Friday, May 26, 2017

Gianforte, tribalism and the increasing brittleness of post-American society

First, let me state that I'm glad he won.

Yes, I'm inviting the temptation to the disingenuousness that would take that statement out of context, but it's really not that hard to defend.

It's always good when Democrats get defeated. In this case, there wasn't much to recommend Rob Quist. He does have a small-business background, which seems to be his motivation for advocating tax reform, and he's a Second Amendment supporter, but on just about anything else, he's decidedly to the left. Supports the "right to choose" to exterminate fetal Americans. Supports the Paycheck Fairness Act. Has that leftist fetish for public schools. He campaigned with Bernie Sanders, and is on record as advocating single-payer health care.

Gianforte is pretty much his mirror opposite. With regard to an entrepreneurial background, he's distinguished himself impressively by founding RightNow Technologies, which was eventually sold to Oracle.

Rather than talk about how government ought to facilitate a citizen's ability to retire, in his remarks on the subject, he's stressed the notion that it is noble to work in some fashion throughout one's life.

He understands that shuttering coal-fired power plants would not affect the global climate one bit.

And I really dig that fact that he only came around to supporting Trump with notable reluctance.

Okay, so that explains that.

Now, we of course have the incident from the other evening in which it's pretty clear he roughed up Guardian reporter Ben Jacobs. FNC reporter Alicia Acuna seems to have the most credible eyewitness account of the occurrence, and there is audiotape that makes it clear that Gianforte was steaming mad.

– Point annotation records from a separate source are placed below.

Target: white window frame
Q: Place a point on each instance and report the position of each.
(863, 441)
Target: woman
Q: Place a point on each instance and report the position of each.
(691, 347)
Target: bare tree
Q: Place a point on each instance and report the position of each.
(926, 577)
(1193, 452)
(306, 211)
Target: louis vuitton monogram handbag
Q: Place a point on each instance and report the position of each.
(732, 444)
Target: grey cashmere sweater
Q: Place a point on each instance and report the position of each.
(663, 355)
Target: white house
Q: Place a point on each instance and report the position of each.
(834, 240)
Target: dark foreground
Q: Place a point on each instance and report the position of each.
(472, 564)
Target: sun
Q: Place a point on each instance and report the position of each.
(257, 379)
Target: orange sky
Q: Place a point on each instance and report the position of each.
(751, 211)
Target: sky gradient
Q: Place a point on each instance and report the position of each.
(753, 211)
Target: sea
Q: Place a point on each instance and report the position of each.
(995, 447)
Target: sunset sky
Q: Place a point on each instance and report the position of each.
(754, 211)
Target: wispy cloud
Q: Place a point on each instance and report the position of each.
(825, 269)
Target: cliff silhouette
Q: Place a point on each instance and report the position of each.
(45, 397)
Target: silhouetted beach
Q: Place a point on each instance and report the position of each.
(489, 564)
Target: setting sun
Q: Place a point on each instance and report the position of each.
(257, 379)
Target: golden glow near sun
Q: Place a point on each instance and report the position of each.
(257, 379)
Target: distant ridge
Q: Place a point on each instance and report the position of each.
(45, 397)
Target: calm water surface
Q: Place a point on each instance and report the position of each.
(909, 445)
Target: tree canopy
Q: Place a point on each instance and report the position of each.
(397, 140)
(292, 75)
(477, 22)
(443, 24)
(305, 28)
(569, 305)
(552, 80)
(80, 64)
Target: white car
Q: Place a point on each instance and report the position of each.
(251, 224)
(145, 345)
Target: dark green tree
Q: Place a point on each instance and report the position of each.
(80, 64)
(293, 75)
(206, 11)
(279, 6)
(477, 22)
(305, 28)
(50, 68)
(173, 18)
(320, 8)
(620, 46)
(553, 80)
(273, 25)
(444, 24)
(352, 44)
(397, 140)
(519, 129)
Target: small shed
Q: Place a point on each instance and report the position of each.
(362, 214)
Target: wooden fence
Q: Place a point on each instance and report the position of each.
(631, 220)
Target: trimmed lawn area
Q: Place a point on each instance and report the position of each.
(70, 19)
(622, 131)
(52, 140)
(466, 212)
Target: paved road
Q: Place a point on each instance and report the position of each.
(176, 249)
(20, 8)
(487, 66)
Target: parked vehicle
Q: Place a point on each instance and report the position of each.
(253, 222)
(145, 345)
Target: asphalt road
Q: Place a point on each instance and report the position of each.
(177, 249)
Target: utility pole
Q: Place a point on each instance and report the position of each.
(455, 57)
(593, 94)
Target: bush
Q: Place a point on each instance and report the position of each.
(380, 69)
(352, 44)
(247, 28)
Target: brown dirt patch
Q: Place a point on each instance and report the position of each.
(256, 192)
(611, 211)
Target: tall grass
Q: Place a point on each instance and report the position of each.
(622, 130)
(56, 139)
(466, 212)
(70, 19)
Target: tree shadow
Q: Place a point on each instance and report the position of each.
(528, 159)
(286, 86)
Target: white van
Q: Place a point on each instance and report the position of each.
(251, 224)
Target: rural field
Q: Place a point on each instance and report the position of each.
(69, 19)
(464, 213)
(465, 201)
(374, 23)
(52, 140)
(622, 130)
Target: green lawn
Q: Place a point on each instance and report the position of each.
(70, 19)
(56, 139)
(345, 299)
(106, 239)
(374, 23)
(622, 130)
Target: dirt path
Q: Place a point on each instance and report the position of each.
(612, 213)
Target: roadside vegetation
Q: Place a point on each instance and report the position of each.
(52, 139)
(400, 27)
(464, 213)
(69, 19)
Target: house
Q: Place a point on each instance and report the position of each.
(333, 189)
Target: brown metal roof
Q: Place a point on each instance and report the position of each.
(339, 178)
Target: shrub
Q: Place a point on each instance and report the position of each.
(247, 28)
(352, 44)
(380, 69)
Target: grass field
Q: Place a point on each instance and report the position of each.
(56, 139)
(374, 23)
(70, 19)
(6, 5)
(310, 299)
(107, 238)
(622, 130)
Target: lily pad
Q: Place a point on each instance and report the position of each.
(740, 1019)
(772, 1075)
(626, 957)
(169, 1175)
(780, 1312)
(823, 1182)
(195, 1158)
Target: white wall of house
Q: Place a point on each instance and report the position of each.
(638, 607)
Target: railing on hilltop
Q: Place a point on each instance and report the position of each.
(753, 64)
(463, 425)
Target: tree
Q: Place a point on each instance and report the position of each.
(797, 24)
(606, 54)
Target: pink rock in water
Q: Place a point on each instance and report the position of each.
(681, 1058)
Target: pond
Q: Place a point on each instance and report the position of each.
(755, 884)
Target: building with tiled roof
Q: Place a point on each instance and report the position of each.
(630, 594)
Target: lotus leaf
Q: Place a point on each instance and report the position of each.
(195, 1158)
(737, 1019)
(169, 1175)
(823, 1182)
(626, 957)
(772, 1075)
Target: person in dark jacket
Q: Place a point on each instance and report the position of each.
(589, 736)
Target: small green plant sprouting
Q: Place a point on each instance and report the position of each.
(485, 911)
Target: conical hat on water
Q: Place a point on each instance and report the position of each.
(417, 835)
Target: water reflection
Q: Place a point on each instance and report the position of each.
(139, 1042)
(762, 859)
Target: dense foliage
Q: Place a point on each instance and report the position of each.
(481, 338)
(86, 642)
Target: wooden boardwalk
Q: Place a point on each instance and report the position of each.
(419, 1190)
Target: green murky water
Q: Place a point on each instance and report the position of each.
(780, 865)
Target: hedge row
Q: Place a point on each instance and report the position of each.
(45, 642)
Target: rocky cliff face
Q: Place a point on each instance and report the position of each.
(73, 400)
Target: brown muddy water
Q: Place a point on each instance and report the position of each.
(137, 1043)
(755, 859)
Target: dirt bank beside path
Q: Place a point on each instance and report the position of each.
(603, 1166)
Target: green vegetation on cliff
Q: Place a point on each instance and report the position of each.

Now, a display of anger can be an attractive thing. (There, I've offered some more low-hanging fruit to those tempted to disingenuousness.) There is that legendary bit of videotape from 1968 of William F. Buckley telling Gore Vidal he'd "sock [his] god-damn face, and it'll stay plastered" in response to Vidal calling him a crypto-Nazi on national television.

It was clear that Gianforte was one fed-up dude at the moment of the scuffle. It would be interesting to know what he'd dealt with in, say, the hour previous to the incident.

But, finally, we cannot excuse this. He crossed a line of self-control and in the process did harm to societal standards of decorum and civility.

What is truly dismaying about all this is the reaction from some on the Right. In the cases of Sean Hannity and Laura Ingraham, I'm not the least bit surprised, given that they became shills for the idea that Trump is a worthy figurehead for the party where conservatism finds a home. They are Kool-Aid guzzlers, and their reaction, particularly exemplified by Ingraham's grilling of Acuna on her radio show on the irrelevant point of whether Gianforte picked up Jacobs by the skin of his neck, as if justification hinged on whether it was neck skin, or Jacobs's shirt.

But why is Brent Bozell lending his full-throated defense of this? His whole career has been spent struggling against the coarsening of our culture, and if a Congressional candidate thrusting a reporter to the ground and screaming at him doesn't qualify as a coarsening occurrence, what does?

Now, as to the Left, I have no patience with its howls. Not when Middlebury College is going to drop its inquiry into the violent harassment of American Enterprise Institute scholar Charles Murray when he attempted to speak on that campus. Not when UC Berkeley similarly handles the rioters among its student body with kid gloves. Not when The University of Missouri changes presidents in response to the demands of its student jackboots.

This situation drives home what a hair-trigger state post-American society is in. How long did we think it was going to take for the shrill invective that characterizes most social-media polemical exchanges to boil over into physical altercations?

What can be done to dial it back?

What occurs to me offhand is an insistence on clarity and keeping discourse on the level of ideas and principles.

Acquiesce to no one in your defense of those, but resist, however challenging it might be, the urge to take it to the levels at which it becomes a mere bar fight.